Tuesday, November 27, 2007

three's a crowd

My absence from the Kingfisher roost is not because I’ve not been reading - if anything it’s that I’ve been too wrapped up in reading to remember to review. I’m poor at multi-tasking - I’ve always struggled to balance the ins and outs of reading and writing. It’s just the way I am - little point in trying to fight it. So no proper reviews for now but some snippets from recent notable reads.

My second RIP II challenge read was The Fifth Child by Doris Lessing. My first proper foray into Lessing Land (I have a vague memory of reading her at school, perhaps a short story about swimming through an underwater tunnel?) and surely not my last. It’s a brave woman who writes a book that questions that innate mother / child love bond and Lessing is up to the task.

‘One early morning, something took Harriet quickly out of her bed into the baby’s room, and there she saw Ben balanced on the window-sill. It was high - heaven only knew how he had got up there! The window was open. In a moment he would have fallen out of it. Harriet was thinking, What a pity I came in… and refused to be shocked at herself.’
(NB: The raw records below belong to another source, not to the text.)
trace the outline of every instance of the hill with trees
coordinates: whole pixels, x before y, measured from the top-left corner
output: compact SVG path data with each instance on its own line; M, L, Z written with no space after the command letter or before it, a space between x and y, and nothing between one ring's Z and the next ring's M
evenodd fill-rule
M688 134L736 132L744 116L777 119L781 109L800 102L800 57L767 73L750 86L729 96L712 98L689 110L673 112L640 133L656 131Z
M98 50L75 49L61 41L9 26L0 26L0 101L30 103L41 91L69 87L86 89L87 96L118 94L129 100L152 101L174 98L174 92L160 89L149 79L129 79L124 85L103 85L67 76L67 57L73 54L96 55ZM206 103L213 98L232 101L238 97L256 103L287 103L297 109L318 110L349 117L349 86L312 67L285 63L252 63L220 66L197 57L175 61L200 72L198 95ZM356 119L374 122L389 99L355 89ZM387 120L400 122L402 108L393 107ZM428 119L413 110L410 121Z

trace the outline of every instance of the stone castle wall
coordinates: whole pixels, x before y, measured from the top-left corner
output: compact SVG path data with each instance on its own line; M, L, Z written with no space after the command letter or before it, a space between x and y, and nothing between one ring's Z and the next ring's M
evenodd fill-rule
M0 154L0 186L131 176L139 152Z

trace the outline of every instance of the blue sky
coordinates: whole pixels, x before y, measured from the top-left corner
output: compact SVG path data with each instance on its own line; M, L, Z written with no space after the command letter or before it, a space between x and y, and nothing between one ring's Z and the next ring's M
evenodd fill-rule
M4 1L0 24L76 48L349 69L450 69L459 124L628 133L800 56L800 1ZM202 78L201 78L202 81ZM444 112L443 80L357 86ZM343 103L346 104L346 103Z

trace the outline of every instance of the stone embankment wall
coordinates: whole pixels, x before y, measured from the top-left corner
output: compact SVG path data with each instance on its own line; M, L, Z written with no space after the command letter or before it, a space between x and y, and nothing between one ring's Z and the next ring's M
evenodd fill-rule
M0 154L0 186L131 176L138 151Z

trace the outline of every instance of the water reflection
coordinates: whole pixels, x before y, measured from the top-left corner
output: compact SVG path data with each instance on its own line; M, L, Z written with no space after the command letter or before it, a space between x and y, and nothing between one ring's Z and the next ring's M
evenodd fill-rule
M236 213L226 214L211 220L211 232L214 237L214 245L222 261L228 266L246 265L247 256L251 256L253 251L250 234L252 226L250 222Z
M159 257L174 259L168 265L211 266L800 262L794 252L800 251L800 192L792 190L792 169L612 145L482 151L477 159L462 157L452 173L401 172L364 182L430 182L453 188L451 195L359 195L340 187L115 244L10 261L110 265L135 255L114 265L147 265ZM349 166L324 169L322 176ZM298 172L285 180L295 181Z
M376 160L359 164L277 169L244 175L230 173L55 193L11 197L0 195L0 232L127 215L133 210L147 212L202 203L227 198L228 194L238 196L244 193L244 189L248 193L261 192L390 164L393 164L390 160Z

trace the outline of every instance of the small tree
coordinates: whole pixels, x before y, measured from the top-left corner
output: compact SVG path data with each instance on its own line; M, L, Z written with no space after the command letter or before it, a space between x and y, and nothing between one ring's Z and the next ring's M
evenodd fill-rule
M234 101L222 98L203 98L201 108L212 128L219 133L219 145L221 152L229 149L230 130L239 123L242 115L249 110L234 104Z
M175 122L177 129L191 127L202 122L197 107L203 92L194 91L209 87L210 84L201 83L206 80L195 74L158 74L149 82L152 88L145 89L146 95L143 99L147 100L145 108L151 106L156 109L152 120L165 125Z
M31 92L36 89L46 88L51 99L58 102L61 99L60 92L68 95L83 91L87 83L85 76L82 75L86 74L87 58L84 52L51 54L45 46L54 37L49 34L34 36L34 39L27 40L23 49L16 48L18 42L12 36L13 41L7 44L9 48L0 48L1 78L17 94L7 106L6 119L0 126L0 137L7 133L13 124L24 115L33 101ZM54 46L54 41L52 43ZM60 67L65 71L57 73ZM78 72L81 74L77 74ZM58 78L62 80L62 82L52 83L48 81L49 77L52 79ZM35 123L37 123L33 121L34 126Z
She lulls you with her tone and her setting, not to mention that meek little granny author photo on the cover - and then grabs you with teeth and claws.

And then there was Fred and Edie by Jill Dawson. My new favourite author.

‘I could eat those flowers. I want to eat them, to fill up my mouth with things green, things alive, things which keep growing and dying and growing again. I want to fill myself up and keep out the grey in here, the fine dust, the thinness and coldness, the bloodless drinks of tea, the empty corners of the room where even light, even air is absent and only absence is present like a grey crushing blanket, a suffocating weight.’

And what to do when you find one like Dawson - read all the novels in one delicious feast or try to eek them out, to savour and to tease? At the moment I’m trying the latter but feel myself edging dangerously nearer to the former all the time.

And then most recently Into the Forest by Jean Hegland. This was the first recommendation from the first book blog I read that I have followed through to reading completion. A simple but striking tale which felt like The Road recast by Little Women.

‘there’s a lucidity that sometimes comes in that moment when you find yourself looking at the world through your tears, as if those tears served as a lens to clarify what it is you’re looking at.’

While we are on the topic of tears I’ve found that even some disappointing books have their sparkling moments, like this jewel in the otherwise dull Divided Kingdom by Rupert Thompson -

‘In recent years, Iron Vale had become home to the Museum of Tears, and it was the inalienable right of every melancholic, no matter where they might live, to have a sample of their tears stored within the museum walls. All you had to do was write to the curators, enclosing proof of identity. They would send you an air-tight glass vial, no bigger than a lipstick. The next time you cried, you collected your tears and transferred they to the vial. Some people waited for an important event - the death of a loved one being the most obvious, perhaps - but it was up to you to choose which aspect of your melancholy nature you wanted to preserve. When it was done, you sealed the vial and returned it to the museum, where it would be catalogued and then put on display, with millions of others.’